On playing Poonguzhali in "Ponniyin Selvan," Aishwarya Lekshmi says: Never imagined I'd experience this kind of love


Aishwarya Lekshmi claims she was taken aback by the adulation she received for portraying Poonguzhali in Mani Ratnam's “Ponniyin Selvan” considering how little screen time she receives.

Lekshmi plays a “fierce” boat lady in the two-part tale, which is inspired on the wildly successful 1955 Tamil books of the same name by novelist Kalki Krishnamurthy.

“I never anticipated that my character would be liked, welcomed, or respected in this way. Since they are all celebrities, I anticipated that the movie would do well and that each character would succeed. I also anticipated basking in their success. I never anticipated experiencing such affection. Everywhere I go, I sense love, Lekshmi said in an interview with PTI.

“Despite not having much on-screen time, my character Poonguzhali was a fully realised character in her own right. She undertakes all the required physical labour and is courageous and furious, the speaker said.

The movie follows the life of Arulmozhivarman (Jayam Ravi), one of the most powerful kings in the south who later rose to become the great Chola emperor Rajaraja Chola I, and stars Vikram, Aishwarya Rai Bachchan, Karthi, Trisha, Shobhita Dhulipala, and Prakash Raj.

Lekshmi said that, despite the size of her part, she was just honoured to have been in a Ratnam film.

“I consider it an honour to have had the opportunity to portray Poonguzhali since the book “Ponniyin Selvan” by Kalki's readers described the character as an icon. I'm happy I got to portray her.

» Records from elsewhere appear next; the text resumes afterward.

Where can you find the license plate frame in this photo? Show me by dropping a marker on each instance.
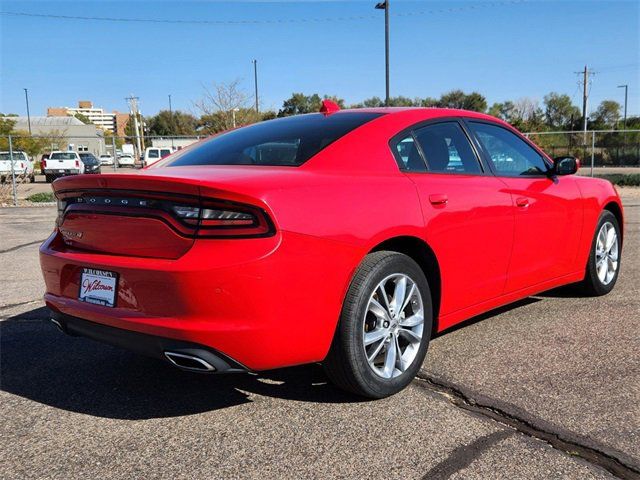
(98, 287)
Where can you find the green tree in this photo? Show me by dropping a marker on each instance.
(559, 112)
(167, 123)
(458, 99)
(606, 115)
(300, 103)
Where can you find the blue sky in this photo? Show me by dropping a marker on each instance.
(504, 50)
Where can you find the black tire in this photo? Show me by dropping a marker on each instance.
(346, 364)
(592, 285)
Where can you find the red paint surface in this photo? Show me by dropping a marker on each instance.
(275, 301)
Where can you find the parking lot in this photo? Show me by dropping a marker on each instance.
(546, 388)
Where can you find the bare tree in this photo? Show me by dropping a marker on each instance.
(225, 106)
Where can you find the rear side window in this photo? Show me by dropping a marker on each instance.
(446, 149)
(287, 141)
(510, 155)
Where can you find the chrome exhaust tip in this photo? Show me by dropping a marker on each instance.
(189, 362)
(57, 324)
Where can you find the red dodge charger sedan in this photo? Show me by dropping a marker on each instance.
(342, 237)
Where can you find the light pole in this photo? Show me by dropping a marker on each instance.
(385, 6)
(626, 91)
(233, 114)
(255, 81)
(171, 121)
(26, 97)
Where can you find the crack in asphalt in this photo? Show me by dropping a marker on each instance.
(22, 245)
(464, 455)
(615, 462)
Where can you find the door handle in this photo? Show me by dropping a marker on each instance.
(438, 199)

Lekshmi, widely known for “Mayaanadhi,” “Varathan,” and “Jagame Thandhiram,” expressed her gratitude for the opportunity to work in Mani Ratnam sir's film.

The 31-year-old performer, who has experience performing in Malayalam, Tamil, and Telugu, said all of her roles have the trait of being “capable of rising to the occasion.”

“I have had the good fortune to play powerful characters in every language I have worked in—more than strong, extremely well-written characters. I believe there are certain similarities among them all, including the fact that they have all overcome challenges.

“However, since the state's culture is important, there are cultural distinctions between each character. I'd like to think that commonality triumphs over distinction,” she remarked.

Last week, “Ponniyin Selvan II” was released.